Three Day GTG - The Results - Update Added in Comments
FlyingAl
Posts: 4,087 ✭✭✭✭✭
After a long wait, I finally had time to analyze the results.
Many of you are familiar with the three day GTG concept - I posted a coin, gave three days for forum members to guess, and then posted the answer. I used coins that had CAC approval and I personally agreed with the grade.
It came down to this - the median grade for each coin was taken, and then the median subtracted from the correct grade. This error was then averaged across the 15 coins - and the forum was 0.875 grades off on average.
How good is that?
Compared to NGC's 2024 in person grading contest, it's decent. The 159 in person graders averaged 0.72 grades off across 12 non-details coins.
PCGS's 52 in person graders at the OKC show averaged 0.52 grades off on 18 coins.

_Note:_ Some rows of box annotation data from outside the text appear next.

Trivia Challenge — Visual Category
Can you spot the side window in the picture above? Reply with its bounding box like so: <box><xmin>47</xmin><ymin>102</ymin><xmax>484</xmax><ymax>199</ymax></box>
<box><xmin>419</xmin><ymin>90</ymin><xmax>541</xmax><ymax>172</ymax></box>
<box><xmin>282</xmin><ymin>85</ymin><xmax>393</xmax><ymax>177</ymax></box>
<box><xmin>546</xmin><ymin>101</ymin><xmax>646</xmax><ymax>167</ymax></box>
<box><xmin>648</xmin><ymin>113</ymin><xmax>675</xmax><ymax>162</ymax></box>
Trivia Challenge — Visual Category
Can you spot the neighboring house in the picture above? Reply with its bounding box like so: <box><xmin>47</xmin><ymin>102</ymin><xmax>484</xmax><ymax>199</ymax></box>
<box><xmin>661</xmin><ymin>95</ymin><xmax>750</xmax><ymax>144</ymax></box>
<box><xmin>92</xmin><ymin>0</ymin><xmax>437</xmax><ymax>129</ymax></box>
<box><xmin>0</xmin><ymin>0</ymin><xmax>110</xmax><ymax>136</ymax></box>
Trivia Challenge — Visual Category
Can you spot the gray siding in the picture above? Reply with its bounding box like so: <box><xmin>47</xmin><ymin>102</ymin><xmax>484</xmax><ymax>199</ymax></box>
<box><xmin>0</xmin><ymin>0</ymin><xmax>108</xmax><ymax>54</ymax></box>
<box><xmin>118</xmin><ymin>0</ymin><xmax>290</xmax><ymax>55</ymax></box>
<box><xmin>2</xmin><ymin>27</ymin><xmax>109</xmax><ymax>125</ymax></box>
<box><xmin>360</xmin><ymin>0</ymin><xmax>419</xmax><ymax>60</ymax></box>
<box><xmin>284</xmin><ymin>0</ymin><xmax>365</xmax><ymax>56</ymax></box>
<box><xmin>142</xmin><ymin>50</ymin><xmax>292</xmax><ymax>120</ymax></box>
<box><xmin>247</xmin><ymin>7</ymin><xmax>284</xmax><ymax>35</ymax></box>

As we can see, the forum did well. Very well in fact. The forum was about as accurate as the NGC panel of 159 graders, despite having far less people guessing. They did not quite rise to the level of the PCGS's group, which happened to do very well, and that data may be an outlier in and of itself.
The ultimate question - can you grade from images? I argue the data shows that you can be almost as accurate as an in person grader if you have quality images and the experience/knowledge of image grading. However, you can draw your own conclusions.
A few things here:
1) I used medians because they are more robust (less inclined to vary based on outliers). NGC's data in particular had significant numbers of outliers, which would make them the worst graders by a wide margin if averages alone were used. The graders on the forum were by the most accurate, but did not happen to be the most precise. Unfortunately, it was precision that counted.

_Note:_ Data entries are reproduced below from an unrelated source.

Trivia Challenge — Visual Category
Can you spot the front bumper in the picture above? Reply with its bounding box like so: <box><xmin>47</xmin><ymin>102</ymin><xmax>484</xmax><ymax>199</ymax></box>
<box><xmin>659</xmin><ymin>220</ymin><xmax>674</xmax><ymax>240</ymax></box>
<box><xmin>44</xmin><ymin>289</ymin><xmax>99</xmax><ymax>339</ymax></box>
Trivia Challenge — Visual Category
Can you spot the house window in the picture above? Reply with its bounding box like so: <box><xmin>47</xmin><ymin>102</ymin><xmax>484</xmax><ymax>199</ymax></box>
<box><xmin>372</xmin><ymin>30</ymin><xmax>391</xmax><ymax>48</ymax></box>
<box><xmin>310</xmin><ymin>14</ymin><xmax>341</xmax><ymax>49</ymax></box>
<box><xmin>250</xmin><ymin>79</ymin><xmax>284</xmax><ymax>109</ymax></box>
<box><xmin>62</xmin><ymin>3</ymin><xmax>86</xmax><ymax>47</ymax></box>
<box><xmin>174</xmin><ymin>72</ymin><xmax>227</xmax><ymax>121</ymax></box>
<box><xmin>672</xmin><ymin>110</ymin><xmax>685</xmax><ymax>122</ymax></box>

2) This is not a perfect experiment. I would ideally have every grader grade every coin in person and then by images, without being able to recognize the same coin. This unfortunately is just not possible, so this is what I have to work with.
3) The coins being used are not the same. There ultimately were some coins that were harder to grade than others. That will skew the data, and unfortunately I don't have control over the in person data.
Comments
Cool analysis.
Mr_Spud
Nice job....That was quite interesting !
You should feed it into AI and have it crunch some more numbers.
Proud follower of Christ!
AI has a tendency to make things up.
Fake news lol
The grading contest participants and the participants on this forum are likely a completely different subset of people. The coins chosen are also different - for example, the NGC contest includes world coins, medals, and counterfeits. This isn’t really conclusive information as a result. Additionally, few if any of the participants in either experiment are professional graders, so there is a general skill cap that renders the data somewhat meaningless.
Gobrecht's Engraved Mature Head Large Cent Model
https://www.instagram.com/rexrarities/?hl=en
See my point #2. Counterfeit data was also removed for the NGC and PCGS experiment. I do agree the differing of coins would yield significantly different results.
I would say that the range of pro graders in any one of these experiments is fairly similar (maybe 5-10% in each one). I don't think that played a big factor here, but I would like to see how it would play out if we ran this experiment with a grading team.
One of the reasons i quit participating was because in truth i was just giving off the cuff responses. when i learned the idea was to try and generate some kind of meaningful data i had to make a choice. i could put in the kind of analysis i do when making purchases of my own, or I could bow out. GTG exercises have always been just for the fun of it excercises for and i decided to leave it that way. I do hope the orginal poster and other participatants gained what they wanted. James
If you ran it with a grading team, it would be a very simple test: does the grader’s grade change when grading the coin from a photo vs after seeing in hand? The changes might not be extreme, but I can assure you that the answer will be “yes” enough that it matters.
I also don’t think this is useful data without the inclusion of counterfeits and details grades. Assigning numerical grading is the easiest part of grading. If you’re buying a raw coin from photos, there is no situation in which you would not consider the possibility of a details grades or a counterfeit, because that would significantly affect the value. Getting the numerical grade correct from a photo when there are only numerical grades possible is far less difficult than a real-world situation, and is not conclusive about how well a coin can be “graded” from a photo, because it’s only being partially graded.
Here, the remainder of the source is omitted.